In a meeting yesterday with leading social and political figures from the Chungcheong provinces, his home region, Chung said, “Nothing has been decided [on the Sejong project], although we are studying various options. I think there should be a win-win situation for both Korea and the Chungcheong provinces.”

Chung’s remarks came after the daily Chosun Ilbo reported yesterday that the Blue House has narrowed its options for the controversial multitrillion won (multibillion dollar) project to two - entirely scrapping the plan or moving only the ministries of culture, health, labor, environment and education.

Under the original plan, nine ministries, two agencies and two smaller units were supposed to relocate to the city in Gongju, South Chungcheong. To discuss the plans, the daily reported, Chung and leaders of the ruling Grand National Party met last Sunday, which is possibly when the options emerged.
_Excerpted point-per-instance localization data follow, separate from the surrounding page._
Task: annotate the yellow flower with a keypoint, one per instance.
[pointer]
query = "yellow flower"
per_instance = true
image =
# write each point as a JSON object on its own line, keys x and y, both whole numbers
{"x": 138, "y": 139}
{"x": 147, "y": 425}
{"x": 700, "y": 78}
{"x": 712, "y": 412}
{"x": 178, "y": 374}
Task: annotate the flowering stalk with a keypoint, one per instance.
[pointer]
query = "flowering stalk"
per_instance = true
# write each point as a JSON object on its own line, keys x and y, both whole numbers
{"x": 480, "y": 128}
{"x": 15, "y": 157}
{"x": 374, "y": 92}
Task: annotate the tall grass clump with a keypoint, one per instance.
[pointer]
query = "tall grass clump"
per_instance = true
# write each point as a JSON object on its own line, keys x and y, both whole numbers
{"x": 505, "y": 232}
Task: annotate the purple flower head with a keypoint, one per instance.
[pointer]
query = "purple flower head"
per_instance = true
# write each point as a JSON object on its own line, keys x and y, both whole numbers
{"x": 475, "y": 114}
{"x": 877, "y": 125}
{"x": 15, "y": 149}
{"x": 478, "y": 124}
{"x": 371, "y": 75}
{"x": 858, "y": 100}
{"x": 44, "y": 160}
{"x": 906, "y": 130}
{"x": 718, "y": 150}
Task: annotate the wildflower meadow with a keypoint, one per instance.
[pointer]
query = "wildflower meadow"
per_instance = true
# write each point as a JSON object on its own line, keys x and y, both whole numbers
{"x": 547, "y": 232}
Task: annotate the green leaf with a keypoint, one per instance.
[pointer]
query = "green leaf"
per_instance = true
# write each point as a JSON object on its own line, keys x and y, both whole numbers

However, a high-ranking official with the Blue House said yesterday that the government is “entirely changing the characteristic of the city that previously was defined as an administrative city .?.?. Unless the city serves administrative duties, it will be right not to relocate any of the government ministries and agencies. You first need to redefine the city and look for ministries that are considered optimal.”

Another official at the presidential office said that the option of relocating five ministries as reported by the Chosun Ilbo is “completely fictional.”

He said, “Do you think the administration has made such a fuss about the Sejong project revision only to reduce the number of government institutions by a few?”

Chung, former president of Seoul National University, was inaugurated late last month despite harsh protests from the opposition Democratic and Liberal Forward parties, mainly due to his openly negative views of the project that was first initiated by the late President Roh Moo-hyun. Chung has consistently claimed the project should be revised, citing the alleged inefficiency it would cause.

The Lee Myung-bak administration and the GNP leadership have supported Chung’s view that the city should adopt measures to transform itself into a self-sufficient city. One idea is for it to become a mecca for science and technology.

The opposition parties, however, demand the government implement the project as approved by the National Assembly four years ago. The project is very popular with provincial residents. Chungcheong, at the center of the southern peninsula, has played a decisive role in presidential races before and is expected to do so in upcoming elections. The minor opposition Liberty Forward Party, in particular, has a stronghold in the region.